Foams (example E9 and comparative example C3) are made in the laboratory by preblending the components, except for the isocyanate, of Table 2, all conditioned at 25⁰C. The isocyanate separately is also conditioned at 25⁰C. Machine made foam is produced using a high pressure impingement mix-head equipped KM-40 from Krauss- Maffei into a 400 x 400 x 70 mm aluminium mold, heated at 6O⁰C, equipped with vent- holes. The mold release agent is Kluber 41-2038, available from Chem- Trend. Table 2

Example E9 shows that the introduction of the polyol blend El allows the elimination of Niax A-I, a fugitive amine catalyst generator of VOC,, while foam properties are maintained as shown by comparative example C3. Indeed a demolding time of 5 minutes is obtained for both formulations. Therefore, the polyol blends of the embodiments of this invention help lower the polyurethane foam's volative organic content.

While the foregoing is directed to embodiments of the present invention, other and further embodiments of the invention may be devised without departing from the basic scope thereof, and the scope thereof is determined by the claims that follow.

Claims

Claims:

1. A storage and shipping stable polyol blend, comprising: a first polyol having a hydroxyl number of about 300 or below, and a viscosity at 25⁰C of about 6000 mPa-s or below, wherein the first polyol is derived from a natural oil, and a second polyol, wherein the second polyol is an amine initiated conventional petroleum-based polyol having a nominal starter functionality of between about 2 and about 8 and a hydroxyl number of between about 15 and about 200, and wherein the first and second polyols form a polyol blend having a single continuous phase.

2. The polyol blend of claim 1, wherein the first polyol is present at a ratio of at least about 40 weight % of the total weight of the first and second polyols.

3. The polyol blend of claim 2, wherein the first polyol is present at a ratio of at least about 50 weight % of the total weight of the first and second polyols.

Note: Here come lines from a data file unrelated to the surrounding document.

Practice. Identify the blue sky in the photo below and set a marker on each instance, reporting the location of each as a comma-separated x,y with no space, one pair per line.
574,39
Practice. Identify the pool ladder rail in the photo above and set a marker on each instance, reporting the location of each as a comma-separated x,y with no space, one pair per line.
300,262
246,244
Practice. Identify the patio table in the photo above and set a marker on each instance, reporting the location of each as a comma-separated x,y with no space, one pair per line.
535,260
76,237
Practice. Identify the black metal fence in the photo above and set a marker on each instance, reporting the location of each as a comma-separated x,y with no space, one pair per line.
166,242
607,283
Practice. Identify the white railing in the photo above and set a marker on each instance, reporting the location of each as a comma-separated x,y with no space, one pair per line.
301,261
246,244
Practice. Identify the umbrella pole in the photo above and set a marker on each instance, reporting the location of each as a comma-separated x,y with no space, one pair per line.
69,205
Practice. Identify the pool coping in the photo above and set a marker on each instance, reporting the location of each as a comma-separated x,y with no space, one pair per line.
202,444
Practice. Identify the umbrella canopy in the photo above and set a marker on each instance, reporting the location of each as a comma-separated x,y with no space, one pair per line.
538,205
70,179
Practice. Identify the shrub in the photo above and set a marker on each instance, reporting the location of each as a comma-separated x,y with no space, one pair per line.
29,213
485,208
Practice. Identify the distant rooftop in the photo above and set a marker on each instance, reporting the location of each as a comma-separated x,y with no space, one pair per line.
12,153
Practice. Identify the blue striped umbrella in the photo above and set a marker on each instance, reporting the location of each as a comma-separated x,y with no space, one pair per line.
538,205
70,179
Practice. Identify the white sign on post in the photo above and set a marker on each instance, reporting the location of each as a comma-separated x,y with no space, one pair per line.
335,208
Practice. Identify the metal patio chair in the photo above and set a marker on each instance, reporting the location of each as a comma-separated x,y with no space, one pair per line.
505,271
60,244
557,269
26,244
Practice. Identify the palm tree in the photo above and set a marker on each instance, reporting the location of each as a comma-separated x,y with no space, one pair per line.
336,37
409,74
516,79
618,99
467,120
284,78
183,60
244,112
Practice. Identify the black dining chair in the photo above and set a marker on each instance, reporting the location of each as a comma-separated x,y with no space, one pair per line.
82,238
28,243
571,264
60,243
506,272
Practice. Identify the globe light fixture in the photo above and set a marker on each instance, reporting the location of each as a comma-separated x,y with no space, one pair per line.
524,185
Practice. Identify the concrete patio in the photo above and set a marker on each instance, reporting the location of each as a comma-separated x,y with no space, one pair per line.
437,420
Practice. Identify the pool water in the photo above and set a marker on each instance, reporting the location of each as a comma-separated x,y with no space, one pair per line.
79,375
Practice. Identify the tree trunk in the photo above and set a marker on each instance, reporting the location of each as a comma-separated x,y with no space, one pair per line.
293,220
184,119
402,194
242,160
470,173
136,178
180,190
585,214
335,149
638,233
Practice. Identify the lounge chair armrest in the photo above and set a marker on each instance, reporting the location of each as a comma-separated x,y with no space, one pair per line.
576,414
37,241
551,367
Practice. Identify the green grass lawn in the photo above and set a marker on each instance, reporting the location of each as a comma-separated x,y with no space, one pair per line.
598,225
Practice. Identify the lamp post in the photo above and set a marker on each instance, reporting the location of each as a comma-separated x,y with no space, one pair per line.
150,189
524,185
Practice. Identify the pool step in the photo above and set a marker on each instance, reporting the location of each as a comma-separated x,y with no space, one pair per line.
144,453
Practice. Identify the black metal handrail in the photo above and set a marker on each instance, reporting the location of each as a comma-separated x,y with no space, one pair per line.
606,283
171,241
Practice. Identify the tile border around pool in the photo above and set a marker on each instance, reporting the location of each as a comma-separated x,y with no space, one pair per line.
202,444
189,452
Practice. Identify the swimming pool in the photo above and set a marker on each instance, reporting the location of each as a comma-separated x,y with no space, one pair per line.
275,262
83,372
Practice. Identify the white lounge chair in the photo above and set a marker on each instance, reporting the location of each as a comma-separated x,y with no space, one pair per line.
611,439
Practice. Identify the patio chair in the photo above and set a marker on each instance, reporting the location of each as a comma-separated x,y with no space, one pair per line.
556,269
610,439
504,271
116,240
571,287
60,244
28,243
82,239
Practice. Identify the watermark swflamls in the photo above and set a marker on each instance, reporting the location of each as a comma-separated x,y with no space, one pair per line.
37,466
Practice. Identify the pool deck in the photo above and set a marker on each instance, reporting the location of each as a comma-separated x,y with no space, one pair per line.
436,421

4. The polyol blend of claim 3, wherein the first polyol is present at a ratio of at least about 70 weight % of the total weight of the first and second polyols.

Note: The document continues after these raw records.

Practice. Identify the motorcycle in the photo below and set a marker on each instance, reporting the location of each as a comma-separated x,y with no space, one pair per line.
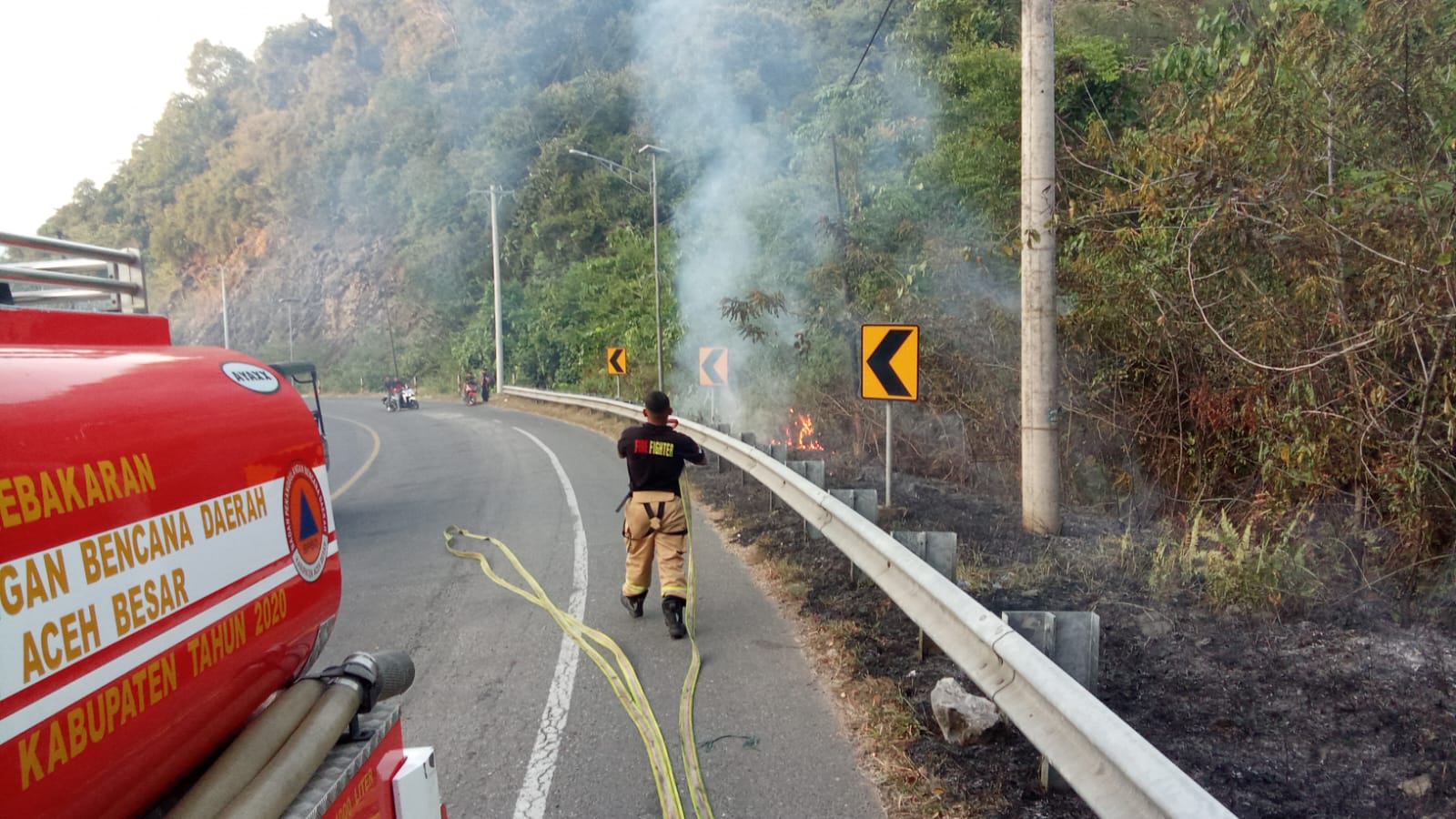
400,398
407,398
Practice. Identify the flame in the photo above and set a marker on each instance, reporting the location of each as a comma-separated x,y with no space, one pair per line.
798,433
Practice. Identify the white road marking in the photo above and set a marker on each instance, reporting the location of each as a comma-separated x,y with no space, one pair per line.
531,804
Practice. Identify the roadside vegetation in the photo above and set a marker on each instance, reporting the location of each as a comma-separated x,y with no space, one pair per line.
1256,239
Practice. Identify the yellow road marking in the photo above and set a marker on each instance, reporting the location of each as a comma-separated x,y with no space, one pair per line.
369,460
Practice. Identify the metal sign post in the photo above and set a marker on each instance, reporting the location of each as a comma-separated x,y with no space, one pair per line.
890,452
890,370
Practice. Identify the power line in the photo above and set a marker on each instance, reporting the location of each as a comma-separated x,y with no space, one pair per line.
871,41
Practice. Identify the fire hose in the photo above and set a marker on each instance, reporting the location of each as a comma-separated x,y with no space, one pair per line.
622,676
277,753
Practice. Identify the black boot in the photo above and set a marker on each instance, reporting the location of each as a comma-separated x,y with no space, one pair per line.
673,614
633,603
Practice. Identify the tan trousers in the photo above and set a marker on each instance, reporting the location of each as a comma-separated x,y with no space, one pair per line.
652,532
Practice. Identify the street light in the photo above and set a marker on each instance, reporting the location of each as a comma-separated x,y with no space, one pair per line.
290,302
657,281
657,278
222,274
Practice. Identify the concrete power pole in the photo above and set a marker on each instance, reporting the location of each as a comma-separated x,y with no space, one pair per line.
1040,470
495,273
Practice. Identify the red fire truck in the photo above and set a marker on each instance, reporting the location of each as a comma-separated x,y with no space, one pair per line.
169,571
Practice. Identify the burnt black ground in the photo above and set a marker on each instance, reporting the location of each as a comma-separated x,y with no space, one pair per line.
1346,710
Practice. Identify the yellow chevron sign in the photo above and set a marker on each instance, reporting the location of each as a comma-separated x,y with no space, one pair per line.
616,360
713,366
890,361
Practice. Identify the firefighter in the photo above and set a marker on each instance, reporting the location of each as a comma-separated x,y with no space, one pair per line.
654,522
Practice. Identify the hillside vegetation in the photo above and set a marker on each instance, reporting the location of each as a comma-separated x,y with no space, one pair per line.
1256,235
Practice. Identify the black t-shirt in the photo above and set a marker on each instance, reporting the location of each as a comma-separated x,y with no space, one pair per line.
655,457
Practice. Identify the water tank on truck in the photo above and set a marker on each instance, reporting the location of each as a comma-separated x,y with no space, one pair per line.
167,550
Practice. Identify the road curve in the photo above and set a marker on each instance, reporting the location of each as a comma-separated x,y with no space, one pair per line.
492,669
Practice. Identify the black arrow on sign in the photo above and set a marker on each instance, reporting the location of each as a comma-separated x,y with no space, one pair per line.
711,366
880,361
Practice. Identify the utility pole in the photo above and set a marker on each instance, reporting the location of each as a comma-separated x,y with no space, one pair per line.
495,274
290,302
1040,470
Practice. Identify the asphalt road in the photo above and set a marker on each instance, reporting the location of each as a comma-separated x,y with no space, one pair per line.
521,723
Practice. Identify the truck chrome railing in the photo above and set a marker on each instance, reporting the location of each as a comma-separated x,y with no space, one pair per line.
73,278
1110,765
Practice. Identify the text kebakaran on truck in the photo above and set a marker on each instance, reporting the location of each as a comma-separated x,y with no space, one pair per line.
169,570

5. The polyol blend of claim 1, wherein the polyol blend further comprises a third polyol having a nominal starter functionality of between about 2 and about 8 and a hydroxyl number of between about 15 and about 200, wherein the third polyol is not amine initiated.

6. The polyol blend of claim 1 or 5, wherein the blend is a clear and colorless homogenous mixture.

7. The polyol blend of claim 1 or 6, wherein the single continuous phase does not exhibit phase separation upon 1 day of storage.

8. The polyol blend of claim 7, wherein the single continuous phase does not exhibit phase separation upon 10 days of storage.

9. The polyol blend of claim 8, wherein the single continuous phase does not exhibit phase separation upon 20 days of storage.

10. The polyol blend of claim 9, wherein the single continuous phase does not exhibit phase separation upon 40 days of storage.

11. The polyol blend of claim 9, wherein the single continuous phase does not exhibit phase separation upon having been exposed to temperatures of about 5O⁰C.

12. The polyol blend of claim 11, wherein the single continuous phase does not exhibit phase separation upon having been exposed to temperatures of about 6O⁰C.

13. The polyol blend of claim 1, wherein the amine initiated conventional petroleum- based polyol is made with an initiator comprising a tertiary amine group.

14. The polyol blend of claim 13, wherein the tertiary amine group comprises at least one of a methyl group, an ethyl group, or propyl group.

15. A flexible polyurethane foam, comprising: a reaction product of an isocyanate and a polymer polyol dispersion comprising the polyol blend of any one of claims 1-14 and a particle population comprising at least one of acrylonitrile, polystyrene, methacrylonitrile, methyl methacrylate, or styrene- acrylonitrile particles, wherein the particle population is dispersed in the polyol blend.